What is your inspiration? This must be one of the most popular questions asked of any creative as we, the consumer, strive to understand their art. The global climate we inhabit may have in no small way led photographer Yetunde Ayeni-Babaeko to her latest project “White Ebony”.
White Ebony is a collection of twenty-one stunning portraits of Persons with Albinism on show at Temple Muse.
At first glance the portraits are undoubtably beautiful, dramatically lit, composed and edited in a manner that recalls the works of the old masters of the Baroque period. As with her previous works however Ayeni-Babaeko’s art asks you too look deeper, to follow her on an emotional journey, to understand the complexity of identity, self-actualisation and the internal struggles of her subjects.
According to the United Nations, “people with albinism face multiple forms of discrimination worldwide. Albinism is still profoundly misunderstood, socially and medically. The physical appearance of persons with albinism is often the object of erroneous beliefs and myths influenced by superstition, which foster their marginalization and social exclusion.”
Ayeni-Babaeko, worked closely with members of The Albino Foundation in Lagos. After in-depth interviews, insightful group discussions and gaining the trust of her subjects she began interpreting their reality through photographs which explore both the alienation and struggles experienced by persons with albinism, as well as celebrates their lives and achievements.
The work is truly at the intersection of art and social justice. “It’s easy to create a striking image of a person with albinism because of how unique they are” says Ayeni-Babaeko, indeed the finished products resonate with empathy, power, beauty and depth. At the same time however she concludes “My work is not there to make you feel good, its purpose is to trigger you to think and expand your knowledge.”
Sometimes the origin story for a piece of art is just as complex and interesting as the finished works themselves.

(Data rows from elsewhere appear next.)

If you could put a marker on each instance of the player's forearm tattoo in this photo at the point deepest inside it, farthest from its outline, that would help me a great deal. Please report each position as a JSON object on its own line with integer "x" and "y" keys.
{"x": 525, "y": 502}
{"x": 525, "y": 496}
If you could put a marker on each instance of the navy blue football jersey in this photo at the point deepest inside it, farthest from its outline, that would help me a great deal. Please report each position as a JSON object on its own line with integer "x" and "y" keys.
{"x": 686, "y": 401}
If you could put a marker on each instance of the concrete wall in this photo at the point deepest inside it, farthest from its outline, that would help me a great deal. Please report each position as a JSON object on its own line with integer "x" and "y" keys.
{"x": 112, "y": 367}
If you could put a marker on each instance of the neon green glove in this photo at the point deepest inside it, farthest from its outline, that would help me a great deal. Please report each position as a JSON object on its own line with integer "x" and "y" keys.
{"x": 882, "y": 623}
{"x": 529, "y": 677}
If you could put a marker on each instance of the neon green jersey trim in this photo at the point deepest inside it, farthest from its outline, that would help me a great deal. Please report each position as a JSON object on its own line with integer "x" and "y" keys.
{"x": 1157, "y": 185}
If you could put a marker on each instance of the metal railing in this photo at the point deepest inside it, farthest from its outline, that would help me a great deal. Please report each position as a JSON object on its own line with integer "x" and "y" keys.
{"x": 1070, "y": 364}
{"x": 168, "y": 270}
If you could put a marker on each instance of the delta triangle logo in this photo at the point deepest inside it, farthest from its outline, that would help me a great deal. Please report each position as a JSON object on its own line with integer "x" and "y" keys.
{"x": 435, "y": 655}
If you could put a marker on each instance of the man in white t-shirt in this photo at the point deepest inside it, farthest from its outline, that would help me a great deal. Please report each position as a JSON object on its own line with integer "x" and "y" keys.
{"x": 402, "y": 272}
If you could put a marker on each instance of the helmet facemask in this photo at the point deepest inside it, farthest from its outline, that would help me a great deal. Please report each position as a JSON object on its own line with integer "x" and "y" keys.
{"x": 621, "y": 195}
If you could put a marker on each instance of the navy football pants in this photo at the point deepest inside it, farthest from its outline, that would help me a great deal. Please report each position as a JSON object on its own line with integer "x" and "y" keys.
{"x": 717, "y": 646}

In the case of “The girl with the blue scarf” the subject came to the studio wearing her blue scarf and inadvertently, by channelling Johannes Vermeer’s painting “Girl with a Pearl Earring” inspired Ayeni-Babaeko to draw inspiration from the great European works of art for the rest of the project.
“Swinging through life” the most technically sophisticated portrait on display, has the mood of the great impressionist Edgar Degas, with the lighting and the dancer and movement.
Finally, at the opposite end of the spectrum, is the portrait that was completed in ten minutes with no make up artist and a mother simply dressed in her own beautiful dress and head scarf clutching her precious children, her pride on display for all to see in “Mother with Daughters”.
This is the third collaboration between the artist and SMO Contemporary Art. Exhibition curator Sandra Mbanefo Obiago a foremost supporter of the “Art for Change “ movement added “As in her previous exhibitions, which have tackled issues such as the challenges survivors of breast cancer face, or photographing dancers performing within slums to highlight the needs of populations living in shantytowns, Ayeni-Babaeko’s amazing artistry is heightened by her commitment to social change and supporting marginalized communities,”
The project is further supported by International law firm Hogan Lovells who are committed to supporting important social issues.
White Ebony runs at Temple Muse from May 25th until July 19th, and a portion of the income from sales will go towards supporting people with albinism.